Indio’s public art program (map) preserves the cultural heritage of the valley’s oldest city with its nine dramatic murals, created by the Historic Mural Project (map). Don’t miss the ‘History of Water in the Coachella Valley’, 140’ long and 15’ high, painted by Don Gray. New sculptures and artworks are regularly installed. Famed local artist Philip K Smith created the inspiring Teen Center Sculpture.
Public art in La Quinta is as important to the city as the annual Arts Festival. Take a self-guided walking tour, using the public art map, around the Civic Center Campus, City Hall, Library and park. Don’t miss the recent 9/11 memorial, ‘Never Forget’ that incorporates steel from the World Trade Center, designed by a local artist and paid for with funds raised by a local Boy Scout.
The first city in Riverside County to adopt a public art ordinance, Palm Desert now has more than 150 public artworks throughout the city, including the rotating installations displayed along the median of the popular El Paseo Shopping District.
Don’t miss Civic Center Park, home to more than 20 artworks. Some are surprising, like the ‘Fisherman’ embedded in the lagoon’s bank, or moving, like the impressively detailed ‘Holocaust Memorial’ by Dee Clements.
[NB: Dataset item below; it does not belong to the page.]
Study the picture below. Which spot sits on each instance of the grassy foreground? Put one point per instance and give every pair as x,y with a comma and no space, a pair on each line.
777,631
The Palm Springs Art Museum in Palm Desert is also home to the free Faye Sarkowsky Sculpture Garden, open year-round, just off Hwy 111. It is a delightful oasis set in four acres, with winding walkways through palm trees, desert plants, water features and rock formations, interspersed with 10 major sculptural works.
In Rancho Mirage on Hwy 111, the pretty, shaded ‘Cancer Survivors Park’ features tiled benches, a pyramid kiosk, waterfall, a moving artwork comprising life-size sculptures representing cancer survivors and their families. It is one of only 22 such parks in the USA. Rancho Mirage Public Library features regular exhibitions by local artists and photographers.
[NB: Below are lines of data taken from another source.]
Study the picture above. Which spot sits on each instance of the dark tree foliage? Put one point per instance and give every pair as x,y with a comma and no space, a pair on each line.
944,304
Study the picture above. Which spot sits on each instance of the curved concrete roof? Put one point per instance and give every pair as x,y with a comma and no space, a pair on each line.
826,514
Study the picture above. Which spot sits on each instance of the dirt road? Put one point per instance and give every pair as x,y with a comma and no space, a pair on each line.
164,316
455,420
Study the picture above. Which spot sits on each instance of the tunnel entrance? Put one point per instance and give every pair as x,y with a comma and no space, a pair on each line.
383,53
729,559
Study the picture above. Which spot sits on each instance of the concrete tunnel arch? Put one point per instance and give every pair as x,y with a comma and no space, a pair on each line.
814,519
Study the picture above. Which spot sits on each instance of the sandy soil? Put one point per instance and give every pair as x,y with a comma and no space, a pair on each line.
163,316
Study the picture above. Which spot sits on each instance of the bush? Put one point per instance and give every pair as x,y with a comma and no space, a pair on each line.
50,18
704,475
Rancho Mirage residents and renowned artists Karen and Tony Barone create large-scale, colorful animal sculptures that can be seen all over the valley: at the Palm Springs Animal Shelter, Historical Society of Palm Desert, University of California Riverside/Palm Desert Campus, Children’s Discovery Museum, and the Rancho Mirage Library and Observatory.
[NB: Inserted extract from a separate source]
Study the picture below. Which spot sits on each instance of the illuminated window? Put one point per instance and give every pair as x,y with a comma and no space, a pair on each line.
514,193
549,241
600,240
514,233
At the Cathedral City Civic Center you’ll find several artworks including the delightful ‘Fountain of Life’ made of artisan-carved Mexican stone. Designer and artist Jennifer Johnson spent months applying hand-cut mosaic tiles and glass to the stone. Look closely and you’ll see animals, birds and flowers. Actor and musician Buddy Rogers was the first to donate to the fountain; his statue stands nearby.
Palm Springs public art collection features 60 works throughout the city. Best known are the much-loved seated statues of Lucille Ball and Sonny Bono in downtown. In the Uptown Design District, the water feature, ‘Rainmaker’ by David Morris intrigues and entertains visitors with its tipping waterspouts. Whether you’re arriving at Palm Springs International airport, visiting the Convention Center, strolling through a park or downtown, you’ll find artwork nearly everywhere you go. Art maps available at the Visitors Center, Chamber of Commerce, City Hall, or on their website at www.palmspringspublicart.org.